Rakhine State Has More Than 30,000 New IDPs, CSO Says

Tuesday, July 14, 2020

Rakhine State saw an increase of more than 30,000 internally displaced persons (IDPs) last month, bringing the total to nearly 200,000, according to civil society estimates.

The Rakhine Ethnic Congress (REC) reported on July 7 that there was a total of 190,708 known IDPs in the state, displaced by clashes, military movements, and “clearance operations” by the Burma Army in their ongoing offensives against the Arakan Army in the region.

“There was an increase of 34,000 new IDPs in June alone. These IDPs are living in Rathedaung, Ann, Mrauk U and Minbya townships in Rakhine State,” REC secretary Zaw Zaw Tun said. “Now it’s rainy season and there is no regional stability in the area, either.”

The REC had calculated at the end of May that the IDP population in Rakhine State was 156,456.

Recently, more than 20,000 people from Rathedaung Township—including six villages in the Kutawng area, three villages in the Kyeintha area and nine in the Kyauktan area—have fled their homes for safety.

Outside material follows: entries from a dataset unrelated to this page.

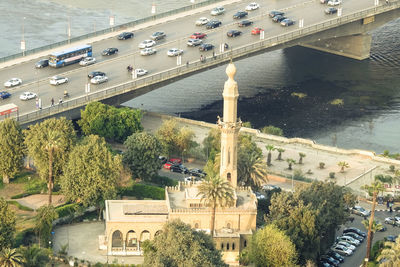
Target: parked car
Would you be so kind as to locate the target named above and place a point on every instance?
(27, 96)
(217, 11)
(240, 14)
(202, 21)
(87, 61)
(206, 47)
(158, 36)
(99, 79)
(110, 51)
(56, 80)
(13, 82)
(42, 63)
(125, 35)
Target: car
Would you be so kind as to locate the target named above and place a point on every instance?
(194, 42)
(148, 51)
(202, 21)
(287, 22)
(110, 51)
(278, 18)
(13, 82)
(334, 2)
(245, 23)
(331, 10)
(42, 63)
(56, 80)
(173, 52)
(360, 211)
(125, 35)
(147, 43)
(252, 6)
(158, 36)
(4, 95)
(87, 61)
(27, 96)
(96, 73)
(256, 31)
(198, 35)
(213, 24)
(99, 79)
(342, 250)
(240, 14)
(217, 11)
(275, 13)
(233, 33)
(354, 230)
(206, 47)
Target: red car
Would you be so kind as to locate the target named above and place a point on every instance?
(256, 30)
(198, 35)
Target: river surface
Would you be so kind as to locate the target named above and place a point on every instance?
(369, 90)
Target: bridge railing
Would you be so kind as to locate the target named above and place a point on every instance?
(108, 30)
(198, 65)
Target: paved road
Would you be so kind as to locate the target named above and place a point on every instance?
(177, 34)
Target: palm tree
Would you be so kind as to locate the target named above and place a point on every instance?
(301, 155)
(342, 165)
(280, 150)
(10, 258)
(270, 148)
(373, 190)
(215, 192)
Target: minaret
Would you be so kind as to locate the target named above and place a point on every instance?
(230, 127)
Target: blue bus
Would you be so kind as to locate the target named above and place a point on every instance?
(70, 56)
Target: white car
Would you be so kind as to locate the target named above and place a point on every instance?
(334, 2)
(13, 82)
(147, 43)
(27, 96)
(217, 11)
(148, 51)
(202, 21)
(87, 61)
(56, 80)
(99, 79)
(252, 6)
(174, 52)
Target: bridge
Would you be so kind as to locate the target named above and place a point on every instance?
(344, 34)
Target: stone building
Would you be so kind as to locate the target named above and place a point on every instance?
(130, 222)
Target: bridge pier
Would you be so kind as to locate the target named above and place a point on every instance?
(356, 46)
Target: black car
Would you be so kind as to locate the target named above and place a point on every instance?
(125, 35)
(240, 14)
(109, 51)
(206, 47)
(275, 13)
(42, 63)
(96, 73)
(245, 23)
(233, 33)
(213, 24)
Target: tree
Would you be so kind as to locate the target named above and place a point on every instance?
(7, 224)
(179, 245)
(12, 149)
(269, 148)
(141, 156)
(49, 144)
(215, 192)
(110, 122)
(271, 247)
(44, 223)
(10, 258)
(301, 155)
(91, 173)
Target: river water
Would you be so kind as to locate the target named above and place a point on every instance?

The REC has said that nearly 5,000 people from some 40 villages in Ann Township and 2,500 people from five villages in Mrauk U have also recently sought refuge elsewhere.

The Burma Army has officially announced and launched “clearance operations” in Rathedaung Township, according to REC, but in Ann Township they launched similar offensives without issuing an order to locals that they were doing so.

“Even though the Burma Army withdrew its clearance operation order, in practice they have launched military operations in the area. It caused many people to flee from their villages,” the REC wrote in its July 7 report.

“Actually, they launched clearance operations,” Zaw Zaw Tun confirmed to NMG. “I’m not sure whether another indirect reason [for the displacement] is that the Burma Army has deployed more troops in the area, with the election coming. They have created more clashes in the area.”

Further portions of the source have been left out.